Paralympics 2024 in Paris Schwarz feiert Comeback - "Die Erfolgsgeschichte meines Lebens"
Para-Schwimmerin Naomi Maike Schwarz fehlte wegen Depressionen bei den Paralympics 2021 in ihrem Geburtsland Japan. In Paris kehrt sie zurück - schon das ist ein riesiger Sieg.
Kurz vor dem Wunschziel Tokio ging bei Naomi Maike Schwarz gar nichts mehr. "Es wurde von Tag zu Tag schlimmer, ich konnte nicht mehr aus dem Bett. Ich konnte nicht mal meinem normalen Alltag mit Essen und Duschen nachgehen", erzählte die Schwimmerin mit brüchiger Stimme. Die hochgehandelte Medaillenkandidatin musste wegen Depressionen die Notbremse ziehen: "Am Ende war es keine Entscheidung mehr, die ich bewusst treffen konnte. Es ging einfach nicht mehr."
2021: Angst und Zweifel statt Paralympics-Teilnahme
Bei der einstigen Frohnatur dominierten plötzlich Selbstzweifel, Angstzustände, Mutlosigkeit und Überforderung, der Traum vom Paralympics-Triumph platzte. Doch mit drei Jahren Verspätung kann sie den nun in Paris vielleicht doch noch erfüllen, am Samstag springt sie in der Arena "La Defense" über 100 m Rücken erstmals ins Wasser. Der Weg zurück in den Schwimmsport und gar in die Weltspitze war durch die tückische Krankheit überaus steinig.
Corona-Verschiebung macht alles schlimmer
"Es war viel schwieriger als gedacht, ich habe es enorm unterschätzt", so Schwarz rückblickend im April. Dennoch nahm sie im August 2023 das Training wieder auf, löste mit zwei vierten Plätzen bei der EM im April endgültig ihr Paralympics-Ticket. Es sei "ein Wunder, dass es wieder so klappt", betonte die Paralympics-Zweite von Rio, die eine Sehbehinderung hat. Bereits seit 2018 habe sie sich parallel zum Leistungssport "durchgeschleppt", sei nebenbei mit Anti-Depressiva in Therapie gewesen.

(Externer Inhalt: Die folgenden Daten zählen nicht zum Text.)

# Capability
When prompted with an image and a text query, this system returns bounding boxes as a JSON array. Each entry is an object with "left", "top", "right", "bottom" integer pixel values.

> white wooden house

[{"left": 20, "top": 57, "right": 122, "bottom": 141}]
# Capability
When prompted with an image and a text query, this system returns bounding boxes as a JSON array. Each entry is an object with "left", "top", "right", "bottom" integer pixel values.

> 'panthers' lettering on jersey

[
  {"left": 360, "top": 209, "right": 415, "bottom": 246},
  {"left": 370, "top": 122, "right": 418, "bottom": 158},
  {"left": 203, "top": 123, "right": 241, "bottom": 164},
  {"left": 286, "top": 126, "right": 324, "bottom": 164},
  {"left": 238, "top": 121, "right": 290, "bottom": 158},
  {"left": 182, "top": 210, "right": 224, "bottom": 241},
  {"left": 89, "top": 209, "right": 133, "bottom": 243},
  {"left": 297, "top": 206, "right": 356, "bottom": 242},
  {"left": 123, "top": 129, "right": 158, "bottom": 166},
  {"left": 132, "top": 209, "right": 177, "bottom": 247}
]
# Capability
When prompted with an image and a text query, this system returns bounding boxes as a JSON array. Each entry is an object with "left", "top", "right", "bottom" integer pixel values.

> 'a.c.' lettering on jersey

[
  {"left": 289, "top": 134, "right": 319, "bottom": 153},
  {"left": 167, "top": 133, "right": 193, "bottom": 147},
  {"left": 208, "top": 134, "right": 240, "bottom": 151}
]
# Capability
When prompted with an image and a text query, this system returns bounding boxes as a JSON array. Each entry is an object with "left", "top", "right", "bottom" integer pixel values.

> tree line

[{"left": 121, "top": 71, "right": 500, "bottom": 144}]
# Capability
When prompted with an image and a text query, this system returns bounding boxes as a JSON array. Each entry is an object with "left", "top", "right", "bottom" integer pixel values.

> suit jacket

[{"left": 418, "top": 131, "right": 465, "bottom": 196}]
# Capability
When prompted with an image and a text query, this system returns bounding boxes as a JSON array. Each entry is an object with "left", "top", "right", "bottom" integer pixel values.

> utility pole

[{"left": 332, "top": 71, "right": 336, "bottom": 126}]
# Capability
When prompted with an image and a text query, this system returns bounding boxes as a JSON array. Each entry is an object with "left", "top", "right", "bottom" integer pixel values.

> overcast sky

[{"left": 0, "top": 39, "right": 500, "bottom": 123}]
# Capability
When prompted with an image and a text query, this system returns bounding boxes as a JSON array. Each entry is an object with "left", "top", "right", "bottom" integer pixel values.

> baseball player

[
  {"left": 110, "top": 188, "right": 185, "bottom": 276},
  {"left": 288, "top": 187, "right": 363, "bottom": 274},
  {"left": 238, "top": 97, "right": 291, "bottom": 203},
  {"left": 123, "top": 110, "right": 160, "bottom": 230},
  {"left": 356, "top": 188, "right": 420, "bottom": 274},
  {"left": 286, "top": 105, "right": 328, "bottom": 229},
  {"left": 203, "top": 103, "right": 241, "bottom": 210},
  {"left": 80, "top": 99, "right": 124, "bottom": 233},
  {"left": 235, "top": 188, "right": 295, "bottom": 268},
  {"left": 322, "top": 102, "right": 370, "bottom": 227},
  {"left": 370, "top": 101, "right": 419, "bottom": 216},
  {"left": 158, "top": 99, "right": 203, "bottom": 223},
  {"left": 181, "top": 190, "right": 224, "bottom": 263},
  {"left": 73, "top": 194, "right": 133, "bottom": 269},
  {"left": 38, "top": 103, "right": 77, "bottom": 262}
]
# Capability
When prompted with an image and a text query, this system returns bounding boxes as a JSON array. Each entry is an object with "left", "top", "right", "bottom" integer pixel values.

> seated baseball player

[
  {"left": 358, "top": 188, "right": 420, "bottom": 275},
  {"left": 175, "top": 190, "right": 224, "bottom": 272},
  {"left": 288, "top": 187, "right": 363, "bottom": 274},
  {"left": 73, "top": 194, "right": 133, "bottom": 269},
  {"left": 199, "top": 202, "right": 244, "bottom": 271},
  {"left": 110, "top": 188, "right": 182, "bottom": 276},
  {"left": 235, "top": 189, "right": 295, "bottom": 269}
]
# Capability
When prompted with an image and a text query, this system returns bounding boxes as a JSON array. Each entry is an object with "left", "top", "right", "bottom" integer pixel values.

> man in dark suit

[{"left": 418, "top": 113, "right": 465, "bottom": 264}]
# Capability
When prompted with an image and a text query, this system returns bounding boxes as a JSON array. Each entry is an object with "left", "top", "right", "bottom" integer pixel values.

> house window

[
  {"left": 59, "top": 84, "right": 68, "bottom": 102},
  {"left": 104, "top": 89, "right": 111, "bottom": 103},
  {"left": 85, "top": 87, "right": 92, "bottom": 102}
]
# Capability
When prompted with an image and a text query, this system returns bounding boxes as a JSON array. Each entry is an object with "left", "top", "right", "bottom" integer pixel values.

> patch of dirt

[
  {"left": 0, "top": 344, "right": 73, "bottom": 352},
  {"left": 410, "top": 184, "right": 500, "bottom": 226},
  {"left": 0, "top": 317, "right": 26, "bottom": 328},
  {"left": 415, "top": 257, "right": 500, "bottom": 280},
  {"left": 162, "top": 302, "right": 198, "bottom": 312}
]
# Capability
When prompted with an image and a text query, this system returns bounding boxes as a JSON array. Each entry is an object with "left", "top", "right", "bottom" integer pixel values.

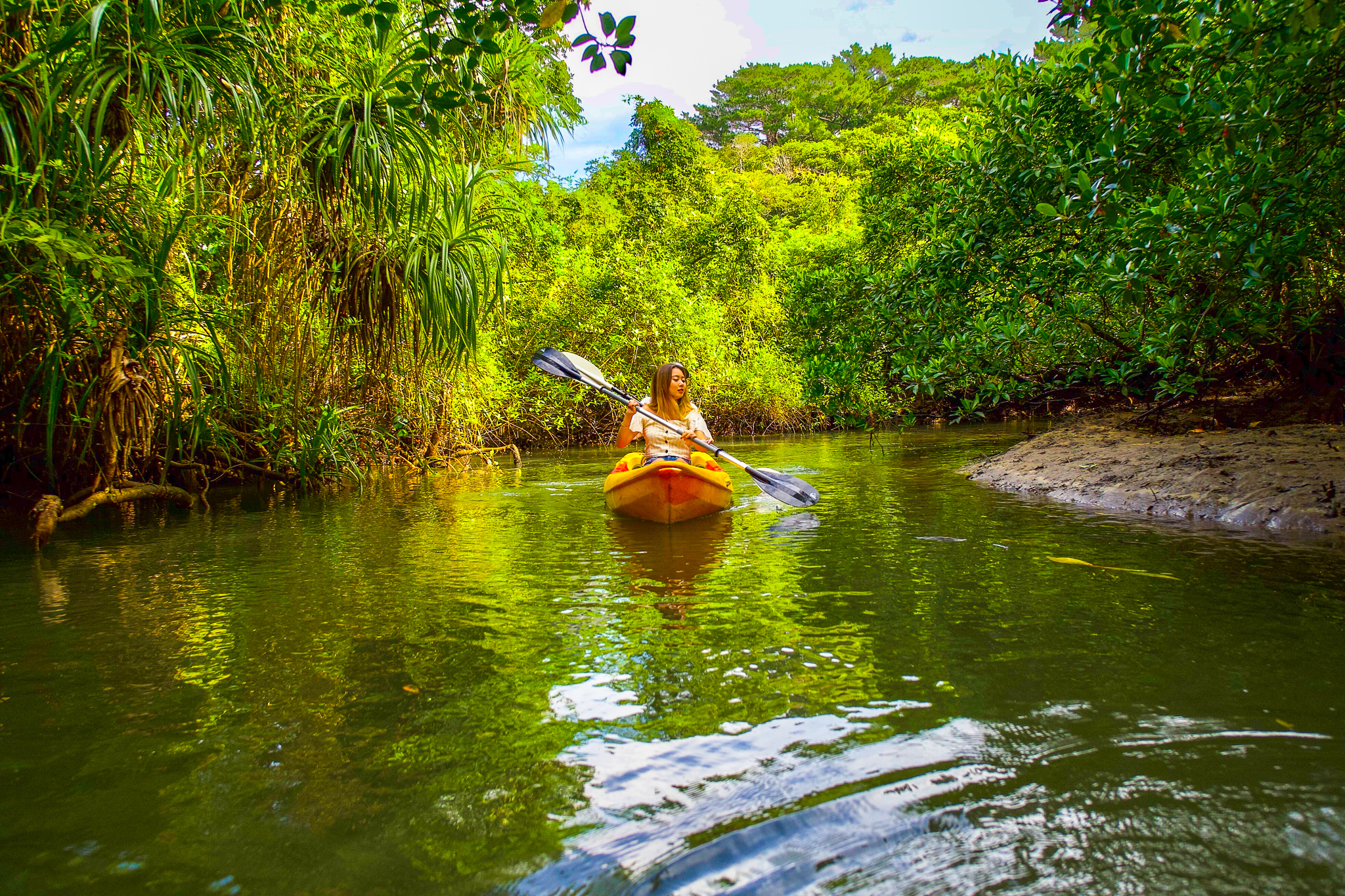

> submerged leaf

[{"left": 1046, "top": 557, "right": 1181, "bottom": 582}]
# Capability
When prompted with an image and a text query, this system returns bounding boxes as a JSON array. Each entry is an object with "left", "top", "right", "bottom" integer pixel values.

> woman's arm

[{"left": 616, "top": 398, "right": 644, "bottom": 447}]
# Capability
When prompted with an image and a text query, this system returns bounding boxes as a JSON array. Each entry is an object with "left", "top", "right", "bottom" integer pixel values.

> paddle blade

[
  {"left": 745, "top": 466, "right": 822, "bottom": 507},
  {"left": 533, "top": 348, "right": 584, "bottom": 383},
  {"left": 560, "top": 352, "right": 612, "bottom": 388}
]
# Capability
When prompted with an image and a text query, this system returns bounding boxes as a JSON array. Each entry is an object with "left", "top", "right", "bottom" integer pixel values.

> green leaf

[{"left": 538, "top": 0, "right": 566, "bottom": 28}]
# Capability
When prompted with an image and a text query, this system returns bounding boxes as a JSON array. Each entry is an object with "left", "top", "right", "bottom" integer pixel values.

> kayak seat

[
  {"left": 689, "top": 452, "right": 724, "bottom": 473},
  {"left": 612, "top": 452, "right": 724, "bottom": 473},
  {"left": 612, "top": 452, "right": 644, "bottom": 473}
]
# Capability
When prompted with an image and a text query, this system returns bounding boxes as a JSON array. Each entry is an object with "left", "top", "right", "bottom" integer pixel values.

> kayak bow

[{"left": 603, "top": 461, "right": 733, "bottom": 523}]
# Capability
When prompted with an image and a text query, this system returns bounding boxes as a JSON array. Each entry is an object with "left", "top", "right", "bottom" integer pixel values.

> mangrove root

[
  {"left": 207, "top": 449, "right": 299, "bottom": 485},
  {"left": 32, "top": 494, "right": 60, "bottom": 551},
  {"left": 452, "top": 442, "right": 523, "bottom": 467}
]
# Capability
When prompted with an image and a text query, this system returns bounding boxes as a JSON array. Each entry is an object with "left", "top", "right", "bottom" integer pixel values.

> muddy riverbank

[{"left": 961, "top": 414, "right": 1345, "bottom": 534}]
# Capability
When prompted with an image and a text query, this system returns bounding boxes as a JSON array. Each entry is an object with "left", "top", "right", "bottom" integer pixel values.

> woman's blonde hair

[{"left": 650, "top": 362, "right": 692, "bottom": 421}]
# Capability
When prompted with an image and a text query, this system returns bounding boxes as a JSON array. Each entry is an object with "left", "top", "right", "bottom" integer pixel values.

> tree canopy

[{"left": 692, "top": 45, "right": 984, "bottom": 146}]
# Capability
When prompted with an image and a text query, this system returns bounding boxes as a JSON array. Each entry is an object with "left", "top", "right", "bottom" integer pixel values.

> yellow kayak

[{"left": 603, "top": 456, "right": 733, "bottom": 523}]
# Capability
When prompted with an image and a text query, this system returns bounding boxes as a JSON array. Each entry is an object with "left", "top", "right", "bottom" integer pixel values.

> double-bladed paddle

[{"left": 533, "top": 348, "right": 820, "bottom": 507}]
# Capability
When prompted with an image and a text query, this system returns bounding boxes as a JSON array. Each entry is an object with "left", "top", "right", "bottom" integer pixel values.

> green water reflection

[{"left": 0, "top": 426, "right": 1345, "bottom": 893}]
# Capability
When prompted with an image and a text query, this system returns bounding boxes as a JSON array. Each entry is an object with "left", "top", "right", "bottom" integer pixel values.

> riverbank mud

[{"left": 961, "top": 414, "right": 1345, "bottom": 534}]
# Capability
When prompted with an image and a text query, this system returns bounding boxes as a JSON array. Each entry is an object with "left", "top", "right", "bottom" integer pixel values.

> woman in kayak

[{"left": 616, "top": 362, "right": 714, "bottom": 465}]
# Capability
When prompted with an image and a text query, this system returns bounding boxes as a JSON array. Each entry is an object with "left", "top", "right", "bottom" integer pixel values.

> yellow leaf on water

[{"left": 1046, "top": 557, "right": 1181, "bottom": 582}]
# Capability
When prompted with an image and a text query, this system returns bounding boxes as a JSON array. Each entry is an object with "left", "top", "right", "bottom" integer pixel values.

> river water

[{"left": 0, "top": 425, "right": 1345, "bottom": 895}]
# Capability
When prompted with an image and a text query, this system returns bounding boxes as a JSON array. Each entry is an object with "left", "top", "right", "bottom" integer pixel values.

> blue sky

[{"left": 552, "top": 0, "right": 1053, "bottom": 177}]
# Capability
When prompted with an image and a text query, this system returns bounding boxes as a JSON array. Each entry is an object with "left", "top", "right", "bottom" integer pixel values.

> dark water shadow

[{"left": 607, "top": 513, "right": 733, "bottom": 622}]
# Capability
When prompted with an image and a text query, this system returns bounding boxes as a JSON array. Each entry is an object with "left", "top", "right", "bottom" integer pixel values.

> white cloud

[
  {"left": 552, "top": 0, "right": 753, "bottom": 176},
  {"left": 538, "top": 0, "right": 1050, "bottom": 176}
]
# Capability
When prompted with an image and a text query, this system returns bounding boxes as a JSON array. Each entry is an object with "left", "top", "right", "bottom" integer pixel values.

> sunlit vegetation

[{"left": 0, "top": 0, "right": 1345, "bottom": 510}]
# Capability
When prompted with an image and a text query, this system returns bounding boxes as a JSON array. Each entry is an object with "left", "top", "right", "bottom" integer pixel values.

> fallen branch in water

[
  {"left": 56, "top": 482, "right": 191, "bottom": 523},
  {"left": 206, "top": 447, "right": 299, "bottom": 485},
  {"left": 448, "top": 442, "right": 523, "bottom": 466},
  {"left": 31, "top": 480, "right": 191, "bottom": 551}
]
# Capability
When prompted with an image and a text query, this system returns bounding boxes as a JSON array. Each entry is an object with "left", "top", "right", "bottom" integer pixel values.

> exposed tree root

[
  {"left": 31, "top": 494, "right": 60, "bottom": 551},
  {"left": 449, "top": 442, "right": 523, "bottom": 467}
]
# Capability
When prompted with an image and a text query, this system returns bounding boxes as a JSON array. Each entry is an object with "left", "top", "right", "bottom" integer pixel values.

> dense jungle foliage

[{"left": 0, "top": 0, "right": 1345, "bottom": 505}]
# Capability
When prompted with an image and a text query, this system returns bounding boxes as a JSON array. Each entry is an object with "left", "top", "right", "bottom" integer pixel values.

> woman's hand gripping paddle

[{"left": 533, "top": 348, "right": 820, "bottom": 507}]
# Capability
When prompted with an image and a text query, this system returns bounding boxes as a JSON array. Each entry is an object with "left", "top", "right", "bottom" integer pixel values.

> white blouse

[{"left": 631, "top": 396, "right": 710, "bottom": 461}]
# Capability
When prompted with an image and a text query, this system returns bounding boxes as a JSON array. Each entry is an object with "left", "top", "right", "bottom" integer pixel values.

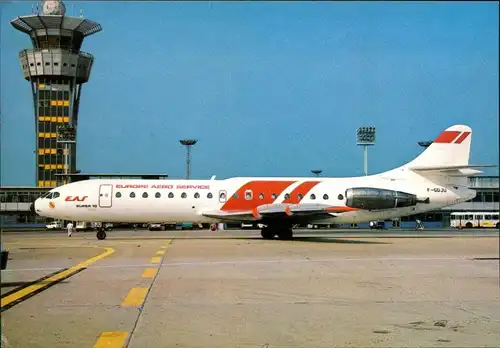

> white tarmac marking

[{"left": 3, "top": 256, "right": 474, "bottom": 272}]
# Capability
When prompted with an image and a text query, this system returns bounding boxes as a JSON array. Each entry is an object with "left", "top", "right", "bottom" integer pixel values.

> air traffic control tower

[{"left": 10, "top": 0, "right": 101, "bottom": 187}]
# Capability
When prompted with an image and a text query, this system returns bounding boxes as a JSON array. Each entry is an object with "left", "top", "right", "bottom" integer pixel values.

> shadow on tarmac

[{"left": 286, "top": 237, "right": 392, "bottom": 244}]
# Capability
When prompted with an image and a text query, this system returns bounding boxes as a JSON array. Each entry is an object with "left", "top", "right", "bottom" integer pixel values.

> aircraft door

[
  {"left": 219, "top": 190, "right": 227, "bottom": 203},
  {"left": 99, "top": 184, "right": 113, "bottom": 208}
]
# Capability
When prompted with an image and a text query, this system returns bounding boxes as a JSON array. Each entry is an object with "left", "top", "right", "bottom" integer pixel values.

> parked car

[{"left": 149, "top": 223, "right": 163, "bottom": 231}]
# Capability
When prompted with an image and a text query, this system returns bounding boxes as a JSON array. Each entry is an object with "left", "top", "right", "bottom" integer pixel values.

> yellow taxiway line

[
  {"left": 1, "top": 248, "right": 115, "bottom": 308},
  {"left": 94, "top": 331, "right": 128, "bottom": 348},
  {"left": 142, "top": 268, "right": 158, "bottom": 278},
  {"left": 122, "top": 288, "right": 149, "bottom": 307}
]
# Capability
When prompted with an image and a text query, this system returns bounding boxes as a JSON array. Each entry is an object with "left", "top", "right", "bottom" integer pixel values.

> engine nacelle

[{"left": 345, "top": 187, "right": 419, "bottom": 210}]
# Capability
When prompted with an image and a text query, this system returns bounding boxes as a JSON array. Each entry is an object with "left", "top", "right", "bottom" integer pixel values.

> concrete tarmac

[{"left": 1, "top": 230, "right": 500, "bottom": 348}]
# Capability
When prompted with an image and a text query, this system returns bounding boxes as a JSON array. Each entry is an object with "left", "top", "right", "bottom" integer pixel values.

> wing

[{"left": 202, "top": 204, "right": 357, "bottom": 222}]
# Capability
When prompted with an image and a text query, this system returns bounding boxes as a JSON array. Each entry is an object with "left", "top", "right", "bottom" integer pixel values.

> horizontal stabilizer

[{"left": 408, "top": 164, "right": 496, "bottom": 172}]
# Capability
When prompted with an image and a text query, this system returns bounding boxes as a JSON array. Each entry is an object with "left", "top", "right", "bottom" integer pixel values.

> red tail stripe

[
  {"left": 434, "top": 131, "right": 460, "bottom": 144},
  {"left": 283, "top": 181, "right": 319, "bottom": 204},
  {"left": 455, "top": 132, "right": 470, "bottom": 144}
]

In dem Moment, wo klar war, dass ich noch ein Jahr durchhalten muss, war es vorbei.
Die coronabedingte Verschiebung der Paralympics in ihrem Geburtsland Japan habe ihr "das Genick gebrochen. Ich bin auf Reserveflamme gelaufen. In dem Moment, wo klar war, dass ich noch ein Jahr durchhalten muss, war es vorbei." Nach einem Nervenzusammenbruch musste sie für 18 Wochen stationär in eine Klinik, setzte in Folge ambulant ihre Therapie fort. "Der Weg hat sich Jahre hingezogen und ich muss sagen, dass ich immer noch nicht ansatzweise da bin, wo ich früher war", sagte die gebürtige Bünderin.
Schwarz - "Ich brauche Kontrolle"
Und sie "bezweifele auch, dass es jemals wieder wird wie davor". Ihren geliebten Sport sehe sie als Part der Lösung. Sie spüre die Symptome immer noch "in abgeschwächter Form", erklärte die Doppelweltmeisterin von 2017: "Aber für meine Verhältnisse in den letzten Jahren geht es mir heute gut." Dennoch habe sie "das Gefühl, dass alles schwerer ist. Alles was ich mache, kostet mich viel, viel mehr Kraft, als es mich früher gekostet hat".
Menschenmengen, spontane Planänderungen oder gar Interviews - all das bereite ihr Probleme. "Ich brauche Kontrolle", sagte Schwarz, die wegen einer Zapfen-Stäbchen-Dystrophie mittlerweile weniger als ein Prozent Sehkraft hat. Und es gebe generell "nach wie vor Tage und Phasen, an denen es mir nicht gut geht." Beim Thema Sport muss sie deshalb ihren unbändigen Ehrgeiz bremsen, Medaillen oder Titel sind erstmal zweitrangig.
Wieder dabei sein ist alles
Wenn sie "in Paris auf dem Block stehe, reinspringe, am Ende anschlage und mein Bestmögliches gegeben habe, dann ist das eigentlich die Erfolgsgeschichte meines Lebens", sagte Schwarz, "weil das hätte ich vor einem Jahr niemals gedacht." Der Ausgang sei "eine Wundertüte".